О бабушкином доме мама рассказывала много. Сначала жили в маленьком, подслеповатом. Жили трудно. Всех детей перебывало у бабушки двенадцать. Нужда порой доходила до того, что приходилось скупать у нищих куски, тем и кормить всю ораву. Но, как и в большинстве многодетных семей, «бог прибирал» ребятишек, — кто умирал от болезни, кто погибал по недосмотру, и осталось всего пятеро — два сына и три дочери. Дед, тогда еще молодой, работал в Питере маркером при гостинице. Семье почти что и не помогал, но раз в году обязательно приезжал домой, и непременно со станции на тройке. Гремя бубенцами, звеня колокольчиками, тройка лихо поворачивала к воротам, и из тарантаса выскакивал щеголевато одетый человек — мой дед. Денег у него, как правило, не было.

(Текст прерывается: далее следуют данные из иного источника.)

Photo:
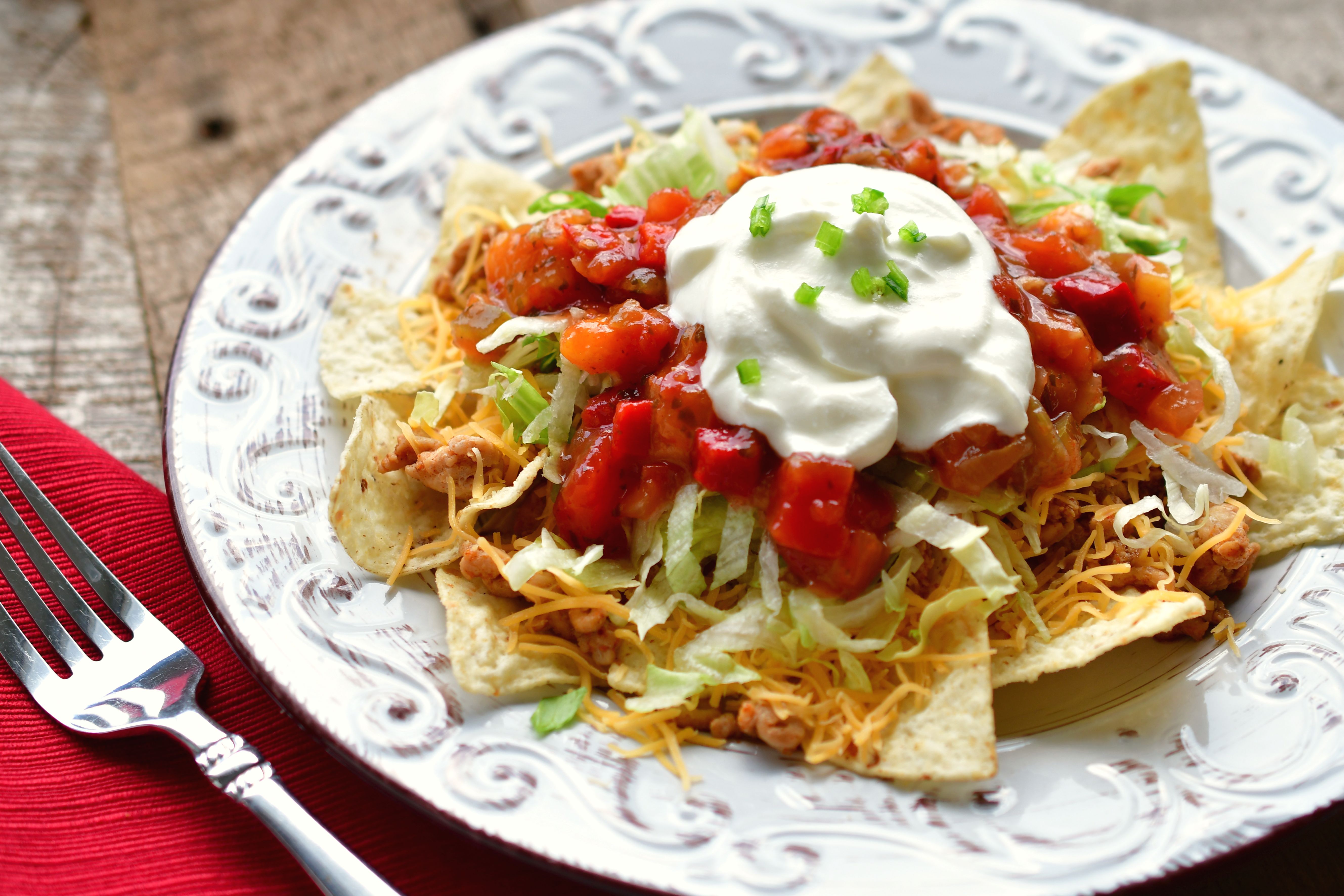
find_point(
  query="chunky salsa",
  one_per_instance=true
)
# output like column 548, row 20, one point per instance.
column 1096, row 322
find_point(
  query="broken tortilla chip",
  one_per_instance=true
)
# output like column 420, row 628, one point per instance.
column 1316, row 515
column 478, row 644
column 1152, row 125
column 478, row 193
column 1085, row 643
column 952, row 737
column 875, row 93
column 1267, row 359
column 373, row 512
column 362, row 350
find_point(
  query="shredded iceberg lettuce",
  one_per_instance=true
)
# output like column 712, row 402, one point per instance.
column 1293, row 456
column 697, row 156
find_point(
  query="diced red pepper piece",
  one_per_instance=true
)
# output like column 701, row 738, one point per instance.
column 586, row 508
column 669, row 205
column 627, row 344
column 624, row 217
column 1107, row 304
column 654, row 244
column 1136, row 377
column 658, row 486
column 986, row 202
column 728, row 460
column 808, row 504
column 632, row 428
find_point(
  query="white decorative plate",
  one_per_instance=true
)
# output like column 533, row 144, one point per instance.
column 1154, row 758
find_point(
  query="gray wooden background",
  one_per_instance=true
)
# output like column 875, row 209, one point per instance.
column 135, row 132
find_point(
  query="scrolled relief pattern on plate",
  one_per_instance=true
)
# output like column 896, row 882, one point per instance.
column 396, row 703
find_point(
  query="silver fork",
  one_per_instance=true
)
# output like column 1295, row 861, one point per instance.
column 148, row 683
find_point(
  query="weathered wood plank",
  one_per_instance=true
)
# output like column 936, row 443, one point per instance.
column 210, row 99
column 74, row 335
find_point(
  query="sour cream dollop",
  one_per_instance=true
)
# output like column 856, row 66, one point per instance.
column 847, row 377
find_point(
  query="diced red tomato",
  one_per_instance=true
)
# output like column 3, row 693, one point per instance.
column 1049, row 254
column 920, row 158
column 728, row 460
column 590, row 495
column 628, row 343
column 620, row 217
column 1105, row 303
column 479, row 320
column 1068, row 222
column 632, row 428
column 669, row 205
column 846, row 576
column 681, row 404
column 971, row 458
column 808, row 504
column 604, row 256
column 1142, row 377
column 529, row 268
column 654, row 244
column 986, row 202
column 658, row 486
column 1177, row 409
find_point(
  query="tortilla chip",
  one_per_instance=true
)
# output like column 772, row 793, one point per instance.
column 480, row 185
column 952, row 737
column 362, row 348
column 371, row 511
column 874, row 93
column 478, row 644
column 1152, row 124
column 1084, row 644
column 1319, row 514
column 1267, row 361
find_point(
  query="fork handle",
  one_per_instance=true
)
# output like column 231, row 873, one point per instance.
column 238, row 769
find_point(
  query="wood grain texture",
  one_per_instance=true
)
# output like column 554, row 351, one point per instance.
column 210, row 99
column 73, row 335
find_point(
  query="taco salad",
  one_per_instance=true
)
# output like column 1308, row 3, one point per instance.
column 814, row 437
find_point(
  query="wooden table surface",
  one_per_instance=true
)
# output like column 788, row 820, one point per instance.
column 135, row 132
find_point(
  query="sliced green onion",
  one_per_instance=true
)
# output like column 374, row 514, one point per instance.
column 910, row 233
column 870, row 201
column 554, row 714
column 830, row 238
column 761, row 213
column 897, row 283
column 1126, row 199
column 866, row 285
column 749, row 371
column 807, row 295
column 572, row 199
column 1151, row 248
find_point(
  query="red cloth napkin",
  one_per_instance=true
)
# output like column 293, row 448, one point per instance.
column 134, row 815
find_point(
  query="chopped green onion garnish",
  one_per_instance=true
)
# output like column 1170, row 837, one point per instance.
column 554, row 714
column 1150, row 248
column 807, row 295
column 761, row 217
column 897, row 283
column 558, row 199
column 869, row 201
column 749, row 371
column 830, row 238
column 1126, row 199
column 866, row 285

Ямщику платила бабушка, выбирая из комода последние гривенники. И хоть бы слово упрека мужу. Она была старше его на восемь лет и почитала за счастье, что Миша ее не забывает. Пробыв неделю, дед уезжал, а спустя определенное время в доме уже суматошилась повивальная бабка и на свет божий появлялся еще один отпрыск чистяковского рода.